I also don’t think it’s a data problem. It’s true that most large robotics datasets don’t have force or tactile data, but Isaac Lab and MuJoCo both have contact dynamics that you could use to gather simulated data*, and you could try a two-step training process where you first use your greater volume of non-force data and then fine-tune with a mixture of synthetic data and real-world force-rich data. And that’s just the simplest approach; you could try much fancier things like trying to learn the force data (or learn simulation parameters) from a video and then putting the force data (simulated or inferred) into your large datasets.
It doesn’t make sense as a flexibility problem: you might want your generalist model to only require an absolute minimum number of sensors, but you can always train different output heads for forceful/forceless settings. Anecdotally, I very seldom do reasoning on my tactile feedback and so I don’t need it as an input to the part of my neural net that contains the bulk of the parameters.
So there are only a couple more things I can think of:
- Dense tactile sensing hardware/software: the labs are convinced that dense tactile sensing is the most important thing, and dense tactile sensing is still somewhat in its infancy, in terms of hardware and software. It seems to me like the best dense tactile sensors are the (very clever) GelSight sensors, which use a camera covered in gel to see visually which parts of the gel are being compressed and by how much. Classic robotics simulation software like Isaac Lab and MuJoCo doesn’t support dense tactile sensors, but there are papers/projects like DiffTactile that do. So maybe the labs are waiting for that ecosystem to become more mature? This doesn’t quite make sense to me because it doesn’t seem like it would be that hard to push things forward yourself (and if you kept it closed-source, you could actually gain a competitive advantage by doing this). So maybe the answer is that the labs are currently partway through work on their closed-source contact dynamics software and we’ll see cool results from it soon?

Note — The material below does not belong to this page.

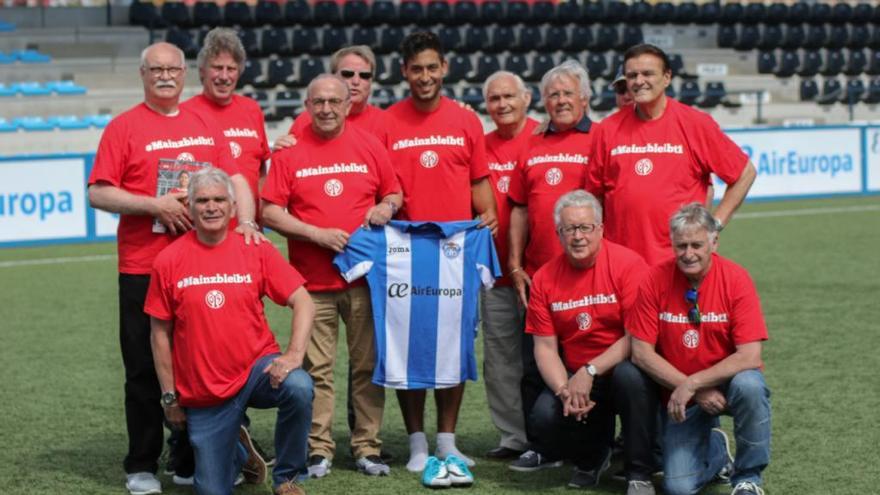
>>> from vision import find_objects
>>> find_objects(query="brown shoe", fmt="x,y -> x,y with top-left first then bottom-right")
239,425 -> 268,484
275,480 -> 305,495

- It’s actually trivial: the labs are convinced that all the hard problems to solve are covered by vision, language, and action. Tactile sensing will be trivially easy to finetune into the models at any time (as it seems to have been for Octo) and will have a predictable impact on performance. Given this, it’s just a waste of parameters to train it into research models that are targeting the actually important issues. This doesn’t make sense to me because very few startups are in the business of ignoring low-hanging fruit and it’s really silly to imagine that you can perfectly predict the impact of tactile sensing on performance.
- The labs are actually doing this but they’re keeping it secret. But why would you maintain two research pipelines and show people the results from the worse one?
- Tactile sensing is actually not helpful. I would be shocked if this were true - at the very least it should help substantially with things like missed grasps - but I guess it’s possible.
- The EMH is false. Labs all suspect tactile sensing would be helpful, all believe that it would give them an edge to start gathering tactile data, etc, but none of them have gotten around to it yet because there are lots of things to work on.
So, in conclusion, I have no idea why things are the way they are. Maturity of the software/hardware ecosystem is probably my best guess? If you’re someone from one of the generalist robotics labs, I would love to hear from you.
* As I mention later, I think you could get simple contact dynamics like normal and frictional forces from MuJoCo and Isaac, but they don’t support dense tactile sensing.